Advertising expenses are a significant component of the cost of goods sold. Listed below is a frequency distribution showing the advertising expenditures for 78 manufacturing companies located in the Southwest. The mean expense is $49.87 million and the standard deviation is $11.68 million. Is it reasonable to conclude the sample data are from a population that follows a normal probability distribution?
| Advertising Expense ($ Million) |
Number of Companies |
||
| 25 up to 35 | 8 | ||
| 35 up to 45 | 20 | ||
| 45 up to 55 | 24 | ||
| 55 up to 65 | 17 | ||
| 65 up to 75 | 9 | ||
| Total | 78 | ||
1-) State the decision rule. Use the 0.02 significance level. (Round your answer to 2 decimal places.)

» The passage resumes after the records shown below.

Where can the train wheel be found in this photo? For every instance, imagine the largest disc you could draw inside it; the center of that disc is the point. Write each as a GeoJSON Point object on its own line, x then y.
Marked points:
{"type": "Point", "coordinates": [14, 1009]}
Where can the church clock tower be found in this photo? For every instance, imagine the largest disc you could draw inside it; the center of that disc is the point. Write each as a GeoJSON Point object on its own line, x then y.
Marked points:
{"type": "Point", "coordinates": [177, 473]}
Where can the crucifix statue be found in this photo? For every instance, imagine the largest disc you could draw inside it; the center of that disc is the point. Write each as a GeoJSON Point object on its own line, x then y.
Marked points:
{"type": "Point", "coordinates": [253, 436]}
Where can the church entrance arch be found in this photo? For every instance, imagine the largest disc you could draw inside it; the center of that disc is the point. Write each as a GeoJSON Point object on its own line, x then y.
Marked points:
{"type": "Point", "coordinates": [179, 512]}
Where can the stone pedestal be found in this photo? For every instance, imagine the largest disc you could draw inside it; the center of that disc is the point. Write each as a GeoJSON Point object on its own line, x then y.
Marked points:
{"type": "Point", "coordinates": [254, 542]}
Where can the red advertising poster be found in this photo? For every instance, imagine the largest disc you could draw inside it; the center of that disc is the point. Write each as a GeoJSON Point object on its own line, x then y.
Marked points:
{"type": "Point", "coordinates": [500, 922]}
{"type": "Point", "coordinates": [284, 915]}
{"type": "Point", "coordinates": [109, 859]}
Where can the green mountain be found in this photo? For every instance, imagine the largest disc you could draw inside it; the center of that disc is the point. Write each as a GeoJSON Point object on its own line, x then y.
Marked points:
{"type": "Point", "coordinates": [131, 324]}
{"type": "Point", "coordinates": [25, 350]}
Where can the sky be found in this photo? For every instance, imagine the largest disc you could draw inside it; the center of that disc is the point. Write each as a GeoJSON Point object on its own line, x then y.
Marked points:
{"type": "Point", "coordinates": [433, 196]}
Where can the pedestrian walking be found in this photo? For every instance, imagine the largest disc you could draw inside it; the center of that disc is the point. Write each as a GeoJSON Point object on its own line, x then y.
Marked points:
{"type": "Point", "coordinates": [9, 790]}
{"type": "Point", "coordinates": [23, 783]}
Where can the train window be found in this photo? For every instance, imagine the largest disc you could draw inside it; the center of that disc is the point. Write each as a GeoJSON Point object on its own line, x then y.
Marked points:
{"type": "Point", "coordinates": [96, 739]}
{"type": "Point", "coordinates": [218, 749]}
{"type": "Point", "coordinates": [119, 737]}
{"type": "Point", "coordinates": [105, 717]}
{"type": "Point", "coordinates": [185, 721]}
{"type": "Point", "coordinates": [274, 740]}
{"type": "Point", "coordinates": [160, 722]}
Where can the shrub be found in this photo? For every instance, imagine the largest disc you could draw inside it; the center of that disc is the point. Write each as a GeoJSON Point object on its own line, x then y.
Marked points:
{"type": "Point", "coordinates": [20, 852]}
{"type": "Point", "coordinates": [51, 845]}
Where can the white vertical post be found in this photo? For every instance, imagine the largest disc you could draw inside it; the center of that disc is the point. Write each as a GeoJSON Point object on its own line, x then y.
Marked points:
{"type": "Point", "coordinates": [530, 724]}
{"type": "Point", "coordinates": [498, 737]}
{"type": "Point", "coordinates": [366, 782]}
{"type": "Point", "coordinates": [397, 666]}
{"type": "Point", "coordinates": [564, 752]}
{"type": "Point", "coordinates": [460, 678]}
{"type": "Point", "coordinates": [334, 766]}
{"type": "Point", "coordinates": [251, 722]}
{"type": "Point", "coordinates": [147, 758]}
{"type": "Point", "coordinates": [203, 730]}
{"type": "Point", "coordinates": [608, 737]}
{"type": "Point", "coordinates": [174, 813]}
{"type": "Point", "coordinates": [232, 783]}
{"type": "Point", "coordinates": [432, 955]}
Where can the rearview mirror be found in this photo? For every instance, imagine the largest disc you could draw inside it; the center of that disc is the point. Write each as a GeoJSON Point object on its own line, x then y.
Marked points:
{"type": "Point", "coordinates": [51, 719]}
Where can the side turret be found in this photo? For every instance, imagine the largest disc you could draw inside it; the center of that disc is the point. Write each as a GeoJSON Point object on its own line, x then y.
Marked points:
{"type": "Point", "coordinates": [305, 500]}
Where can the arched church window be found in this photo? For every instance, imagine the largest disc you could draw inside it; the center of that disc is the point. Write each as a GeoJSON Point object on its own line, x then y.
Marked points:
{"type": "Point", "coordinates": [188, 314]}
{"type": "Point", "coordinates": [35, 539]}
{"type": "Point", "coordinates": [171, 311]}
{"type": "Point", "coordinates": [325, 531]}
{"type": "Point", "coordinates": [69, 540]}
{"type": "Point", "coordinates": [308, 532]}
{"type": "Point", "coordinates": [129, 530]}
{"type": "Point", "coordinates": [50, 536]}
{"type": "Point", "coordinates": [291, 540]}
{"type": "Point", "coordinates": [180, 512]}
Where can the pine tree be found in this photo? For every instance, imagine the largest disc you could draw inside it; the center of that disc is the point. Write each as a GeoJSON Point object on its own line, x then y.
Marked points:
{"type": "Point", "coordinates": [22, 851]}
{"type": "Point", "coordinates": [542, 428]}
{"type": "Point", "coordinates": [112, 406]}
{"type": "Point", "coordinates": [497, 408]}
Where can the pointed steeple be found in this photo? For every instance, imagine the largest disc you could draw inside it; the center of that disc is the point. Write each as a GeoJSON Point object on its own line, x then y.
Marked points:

H0: The population of advertising expenses follows a normal distribution.
H1: The population of advertising expenses does not follow a normal distribution.
Reject Ho if chi-square > ___________
2-) Compute the value of chi-square. (Round your answer to 2 decimal places.)
Chi-square value __________
3-) What is your decision regarding H0?
__________ Ho . This data _________ from a normal distribution.
1)here k =number of categories =5 ; m =estimated value =2
| degree of freedom = k-m-1 =5-2-1 = | 2 | ||
for 2 degree of freedom and 0.02 level critical value = 7.82
Reject Ho if chi-square > 7.82
2)
| observed | Normal | Normal | Expected | χ2=(O-E)2/E |
| frequency(O) | probabilty | probabilty(p) | frequency(E=p*ΣO) | |
| 8 | P(X<35) | 0.1020 | 7.96 | 0.000 |
| 20 | P(35<X<45) | 0.2352 | 18.35 | 0.149 |
| 24 | P(45<X<55) | 0.3328 | 25.96 | 0.148 |
| 17 | P(55<X<65) | 0.2332 | 18.19 | 0.078 |
| 9 | P(65<X<) | 0.0968 | 7.55 | 0.278 |
| 78 | 1.0000 | 78 | 0.653 | |
Chi-square value =0.65
3)
fail to reject Ho , this data is from a normal distribution.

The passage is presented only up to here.